Vu la procédure suivante :

Procédure contentieuse antérieure :

M. A== A== a demandé au tribunal administratif de Mayotte d’annuler la décision du président du conseil général de Mayotte refusant implicitement, suite à sa demande du 30 décembre 2013, de reprendre le contrat de travail qui la liait à l’association pour la gestion des équipements sportifs départementaux de Mayotte (AGESDM), d’enjoindre au département de Mayotte, sous astreinte, de le réintégrer dans ses effectifs et de condamner le département de Mayotte à lui verser la somme de 69 461 euros en réparation du préjudice résultant de la perte de son emploi auprès de l’AGESDM et du refus de reprise de son contrat de travail.

Par un jugement n° 1400160 du 2 avril 2015, le tribunal administratif de Mayotte a condamné le département de Mayotte à verser à M. A== une indemnité de 20 000 euros et a rejeté le surplus des conclusions de la demande de M. A==.

Procédures devant la cour :

I) Par une requête et un mémoire, enregistrés le 11 juin 2015 et le 12 janvier 2016 sous le n° 15BX01976, le département de Mayotte, représenté par Me Jorion, demande à la cour :

1°) d’annuler ce jugement du tribunal administratif de Mayotte du 2 avril 2015 ;

2°) de rejeter la demande de M. A== présentée devant le tribunal administratif de Mayotte ;

3°) de mettre à la charge de M. A== la somme de 2 000 euros au titre de l’article L. 761-1 du code de justice administrative.


II) Par une requête et un mémoire, enregistrés le 23 juin 2015 et le 13 janvier 2016 sous le n° 15BX02139, le département de Mayotte, représenté par Me Jorion, demande à la cour :

1°) de prononcer le sursis à exécution du jugement précité du tribunal administratif de Mayotte du 2 avril 2015 ;

2°) de mettre à la charge de M. A== la somme de 2 000 euros au titre de l’article L. 761-1 du code de justice administrative.

Il fait valoir les mêmes moyens que ceux qu’il a déjà développés dans l’instance au fond.


Considérant ce qui suit :

1. M. A== A== a eu pour employeur, depuis 1993, l’association de gestion des équipements sportifs départementaux de Mayotte (AGESDM).

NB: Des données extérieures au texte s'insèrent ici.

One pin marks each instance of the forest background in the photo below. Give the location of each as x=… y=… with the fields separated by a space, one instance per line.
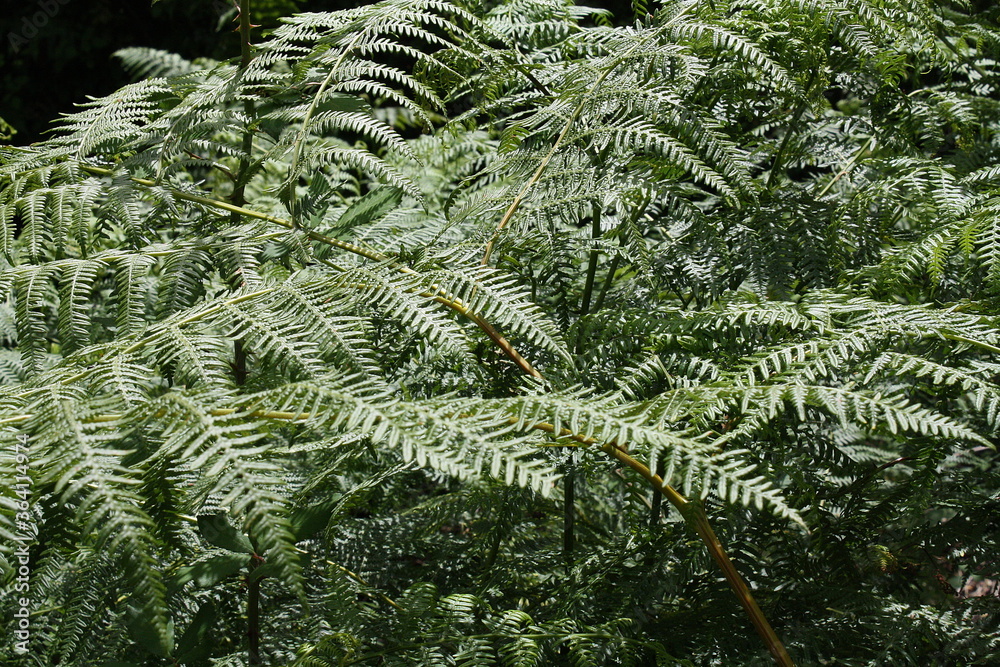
x=501 y=332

A la demande du président du conseil général de Mayotte, déclarant agir au nom de l’association, le tribunal de grande instance de Mamoudzou agissant en matière de procédures collectives a constaté la cessation des paiements de l’AGESDM et prononcé sa liquidation judiciaire par jugement du 30 avril 2013. L’action en justice engagée par M. A== à l’encontre de l’AGESDM et du département de Mayotte s’est conclue par un arrêt de la chambre sociale de la cour d’appel de Saint-Denis de la Réunion en date du 12 novembre 2013, par lequel la cour a prononcé la résiliation judiciaire du contrat de travail à compter du 29 avril 2013 et « fixé la créance de M. A== à la liquidation judiciaire de l’AGESDM » à un montant total de 69 451,62 euros, mais a rejeté les demandes fondées sur l’existence d’un contrat de travail avec le département de Mayotte, tout en se déclarant incompétente pour statuer sur les demandes fondées sur l’existence d’un contrat de mandat liant le département à l’AGESDM et sur la responsabilité quasi-délictuelle du département. M. A== a alors demandé au tribunal administratif de Mayotte, d’une part, d’annuler la décision du président du conseil général refusant la reprise de son contrat de travail et, d’autre part, de condamner le département de Mayotte, en conséquence des fautes commises par celui-ci et de l’impossibilité d’obtenir quelque somme que ce soit dans le cadre de la liquidation de l’AGESDM, à lui verser une indemnité fixée au même niveau que le montant déterminé par le juge judiciaire. Par un jugement du 2 avril 2015, le tribunal administratif de Mayotte a condamné le département à verser à M. A== une indemnité de 20 000 euros et a rejeté le surplus de ses conclusions. Le département de Mayotte fait appel de ce jugement en tant qu’il l’a condamné à verser cette somme à M. A==. Celui-ci, par la voie de l’appel incident demande la réformation du jugement en ce qu’il n’a condamné le département qu’à lui verser une somme de 20 000 euros et demande sa condamnation à lui verser la somme de 69 451,52 euros, correspondant au montant de sa créance tel que fixé par la cour d’appel.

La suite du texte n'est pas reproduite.